Bible Verse: Even youths grow tired and weary,
and young men stumble and fall;
but those who hope in the Lord
will renew their strength.
They will soar on wings like eagles;
they will run and not grow weary,
they will walk and not be faint. (Isaiah 40:30-31)
Scripture Reading: Proverbs 13:12
In the mid-1980s, I was six years old, and all I wanted for Christmas was a computer.
I must have seen one on a show or in a movie, as home computers were not widespread at that point, but in my 6-year-old wisdom, all I needed in life was a computer, at a time when that would set you back $8-10,000 in today’s money. I can’t imagine I even understood what a computer was.
I still vividly remember the Christmas season that year. A computer was the only thing I wanted. The countdown was on. I was so excited. I didn’t know for sure if I would get one, but the anticipation was real and intense.
That Christmas morning, I raced to the tree, found a box with my name on it, tore off the wrapping paper, and beheld my new computer, and my joy was complete.

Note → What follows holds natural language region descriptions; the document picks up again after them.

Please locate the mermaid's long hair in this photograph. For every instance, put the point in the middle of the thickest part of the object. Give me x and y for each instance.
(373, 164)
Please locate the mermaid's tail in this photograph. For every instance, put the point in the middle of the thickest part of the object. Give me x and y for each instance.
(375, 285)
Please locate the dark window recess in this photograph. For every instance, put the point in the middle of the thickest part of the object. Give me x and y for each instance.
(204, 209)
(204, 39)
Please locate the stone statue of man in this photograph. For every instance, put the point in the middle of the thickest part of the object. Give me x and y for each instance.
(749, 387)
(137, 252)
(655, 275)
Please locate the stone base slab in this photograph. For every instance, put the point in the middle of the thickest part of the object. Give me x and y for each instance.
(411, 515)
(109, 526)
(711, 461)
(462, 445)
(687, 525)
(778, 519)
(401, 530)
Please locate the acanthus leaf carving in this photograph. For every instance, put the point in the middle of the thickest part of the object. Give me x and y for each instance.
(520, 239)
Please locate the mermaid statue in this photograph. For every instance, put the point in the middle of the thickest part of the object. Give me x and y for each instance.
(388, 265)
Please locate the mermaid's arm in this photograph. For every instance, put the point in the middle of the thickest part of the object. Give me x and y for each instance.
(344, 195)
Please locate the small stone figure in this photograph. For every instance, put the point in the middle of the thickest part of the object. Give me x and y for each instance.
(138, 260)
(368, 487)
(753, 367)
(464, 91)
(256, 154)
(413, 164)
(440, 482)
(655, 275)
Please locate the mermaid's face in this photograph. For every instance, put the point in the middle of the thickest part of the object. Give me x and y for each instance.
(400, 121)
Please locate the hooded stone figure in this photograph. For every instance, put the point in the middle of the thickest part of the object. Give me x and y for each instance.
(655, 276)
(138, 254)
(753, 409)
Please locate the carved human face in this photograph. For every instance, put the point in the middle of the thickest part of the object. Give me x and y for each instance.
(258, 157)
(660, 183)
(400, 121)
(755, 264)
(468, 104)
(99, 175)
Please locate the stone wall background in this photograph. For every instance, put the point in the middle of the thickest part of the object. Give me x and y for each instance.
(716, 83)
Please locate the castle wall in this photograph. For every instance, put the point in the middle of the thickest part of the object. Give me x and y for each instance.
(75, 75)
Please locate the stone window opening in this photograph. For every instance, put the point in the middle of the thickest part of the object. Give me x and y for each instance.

Now, my parents were generous but not foolish. It wasn’t a ridiculously expensive home computer. They had bought me a toy computer from Sears that did simple spelling and math games. It was glorious to me, and when I looked it up online just now, I found a video showing it off, and I was instantly 6 years old again. It’s simple and lame by today’s standards, of course, but at that time, at my age, it was truly amazing.
The waiting had paid off. The anticipation had been fulfilled. I loved that toy so much, and it hung around for years before it eventually broke.
Proverbs 13:12 says, “Hope deferred makes the heart sick, but a longing fulfilled is a tree of life.” While a child’s Christmas anticipation is a relatively silly application of such a beautiful verse, it points to truth in much more significant matters.
Hope always requires waiting. We hope because we are looking for something more. We hope because we have been promised something. We hope because we know there is more to life than this.
When Jesus was born in Bethlehem, Israel had been waiting for literally thousands of years for the Messiah to arrive—waiting, and hoping. Trusting God to do what He said. Pushing through the dark and doubting times.
And when we do this, Isaiah says, when we wait on and hope in the Lord, we encounter strength. Waiting and hoping isn’t always easy, but we will have the grace we need to wait upon the Lord. We will find strength where there was none in order to push through. Like eagles, we’ll catch the air current of the Spirit and soar, leaning on the wind and not on ourselves.
Waiting and hoping is part of what Christmas is all about. We hope and trust because He is good and because He is faithful.
Prayer: Lord, in accordance with Your Word, strengthen me in my waiting as I put my hope in You. Amen.
Reflection: When you think back to previous waiting times in your life, what has helped you get through them? How might that help you now, whatever you are waiting on God for?